UN treaty on mediation to be named after Singapore

File photo showing a United Nations (UN) Security Council meeting at the UN headquarters in New York, on May 23, 2018.
File photo showing a United Nations (UN) Security Council meeting at the UN headquarters in New York, on May 23, 2018.PHOTO: REUTERS

SINGAPORE - A new United Nations (UN) treaty on mediation will be named after Singapore, following a signing ceremony due to take place here next year.

To be named the Singapore Convention on Mediation, it will be the first UN treaty named after Singapore.

The treaty will make it easier for businesses to enforce mediated settlement agreements, which is expected to improve cross-border trade.

Explaining the significance of the naming, Law and Home Affairs Minister K. Shanmugam said on Monday (July 23) that the decision "puts Singapore on the map for thought leadership in international trade laws".

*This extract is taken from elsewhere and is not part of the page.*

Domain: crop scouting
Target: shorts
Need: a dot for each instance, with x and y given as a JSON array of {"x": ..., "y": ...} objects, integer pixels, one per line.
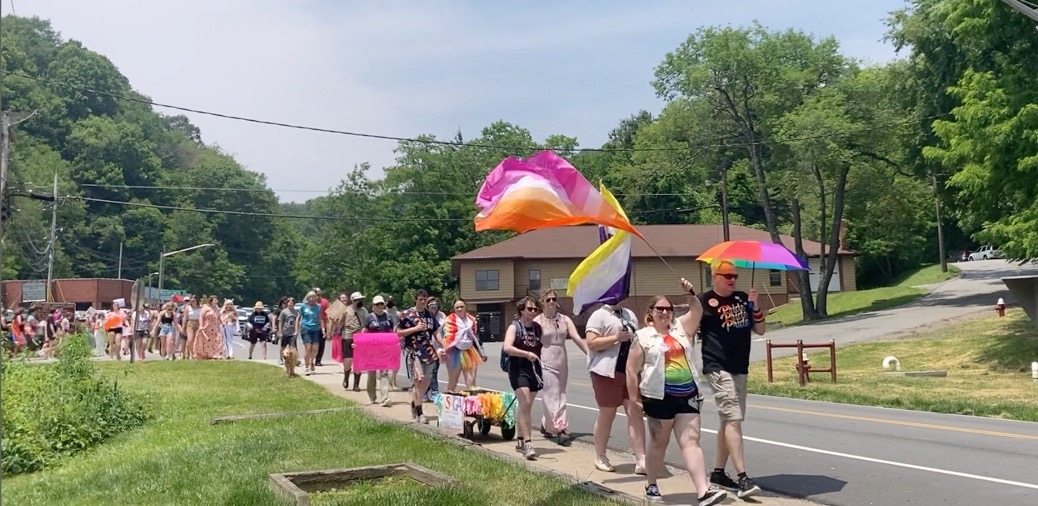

"We played a key role in the negotiations, the drafting of the treaty. The countries all agreed for it to be called the Singapore Convention, and they all agreed to Singapore hosting the signing ceremony," he said in a media interview at the Ministry of Law.

The naming also means businesses are likely to look to Singapore as a key destination for mediation, he added.

"Singapore offers a first-class set of courts, internationally accepted and respected. We are top quality in arbitration, and now we have a mediation product as well. Of course, the treaty applies to all countries, but we will be among the places where people will come to for mediation."

The recommendation to sign the treaty here was made at the 51st Commission session of the UN Commission on International Trade Law, which met from June 25 to July 13 in New York, the Ministry of Law (MinLaw) said.

Compared with other methods of dispute resolution, such as arbitration, mediation is considered a less antagonistic way to resolve disagreements as it encourages the two parties to reach an agreement by finding common ground.

It also allows longer-term solutions to be considered and for the mediating parties to have greater control over the outcome of the dispute resolution process.

With this new treaty, there will be a common international understanding of how enforcement can take place across jurisdictions.

This is in contrast to the current, pre-treaty situation, where parties would not automatically look to mediation as a means to resolve cross-border disputes, "because there is no teeth and no guarantee that their settlement would be easily enforced", said Ms Sharon Ong, director of MinLaw's policy advisory division.

On the whole, the treaty provides more certainty in using mediation to resolve disputes, making it a cheaper and faster option than before, said Ms Natalie Morris-Sharma, MinLaw's international legal division director.

The UN treaty is the latest move by Singapore to strengthen the use of mediation as a tool for dispute resolution.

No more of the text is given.